Preretinal tract: extends from the ora serrata and the vitreous base.
Its composition is similar to that of the cornea, but the vitreous contains very few cells. It consists mainly of phagocytes, which remove unwanted cell debris in the visual field, and hyalocytes, which change the hyaluronan.
The vitreous humor does not contain blood vessels, and 98-99% of its volume is water (compared to only 75% in the cornea).
In addition to water, the vitreous is composed of salts, sugars, vitrosin (a type of collagen ), a network of type II collagen fibrils with glycosaminoglycan, hyaluronan, opticin and a wide range of proteins.
Despite having little solid matter, the fluid is substantial enough to fill the eye and give it its spherical shape. The lens, on the other hand, is replete with cells.
The vitreous humor has a viscosity two to four times that of water, giving it a gelatinous consistency. It has a refractive index of 1.336. Surprisingly, with so little solid matter, he holds the eye firmly.
The vitreous fluid is not present at the time of birth, but it is found after 4 and 5 years, and then increases in size. Produced by cells in the non-pigmented portion of the ciliary body, the vitreous humor is derived from embryonic mesenchymal cells, which degenerate after birth.
The nature and composition of the vitreous humor changes throughout life. In adolescence, the vitreous cortex becomes denser and vitreous pathways develop; and in adulthood, treaties are better defined and sinuous. A central vitreous liquefaction occurs, fibrillar degeneration and the tracts are broken (syneresis).
Thick filaments develop with aging. The volume of gel decreases with age, and the volume of fluid increases. The cortex may disappear in the sites, which leads to the excretion of the liquid vitreous in the potential space between the vitreous cortex and the retina (vitreous detachment).
Unlike the fluid in the frontal parts of the eye (aqueous humor) that is continuously replenished, the gel in the vitreous chamber is stagnant. Therefore, if blood, cells or other byproducts of inflammation enter the vitreous, they will remain there unless surgically removed.
These are known as floats. If the vitreous separates from the retina, it is known as vitreous detachment.

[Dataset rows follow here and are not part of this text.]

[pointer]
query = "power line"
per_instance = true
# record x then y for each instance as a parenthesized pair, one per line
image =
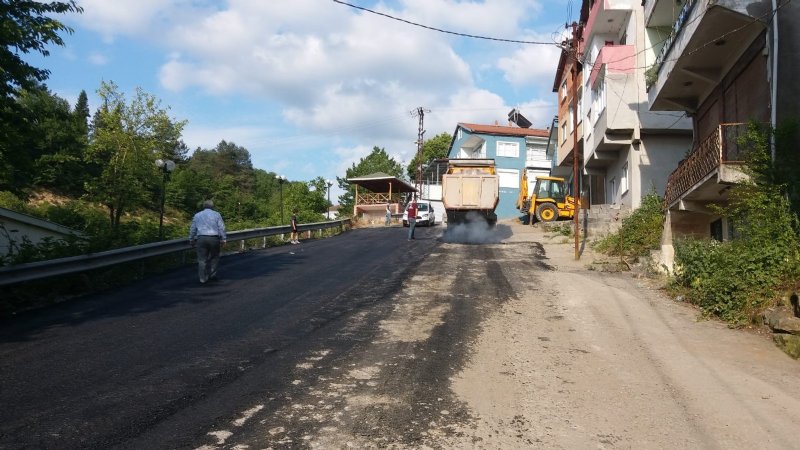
(754, 20)
(473, 36)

As the human body ages, the vitreous often liquefies and may collapse. This is more likely to occur, and occurs much earlier, in nearsighted eyes (myopia). It can also occur after eye injuries or inflammation in the eye ( uveitis ).
Vitreous collagen fibers are kept separated by electrical charges. With aging, these charges tend to be reduced, and the fibers can be grouped. Likewise, the gel can liquefy, a condition known as syneresis, which allows cells and other organic groups to float freely within the vitreous humor.
These allow floats that are perceived in the visual field as stains or fibrous strands.
The floaters are generally harmless, but the sudden appearance of recurrent floats can mean a posterior vitreous detachment or other eye diseases.
Posterior vitreous detachment: Once the liquid vitreous enters the subhialoid space between the vitreous cortex and the retina, it removes the vitreous cortex of the retina with each eye movement.
Postmortem and forensic: After death, the vitreous resists putrification more than other body fluids.
The vitreous potassium concentration increases predictably within hours, days and weeks after death, and vitreous potassium levels are frequently used to estimate the time elapsed since death (post mortem interval) of a corpse.
The metabolic exchange and balance between the systemic circulation and the vitreous is so slow that the vitreous is sometimes the fluid of choice for postmortem analysis of glucose levels or substances that would spread, degrade, excrete or metabolize more rapidly. the general circulation.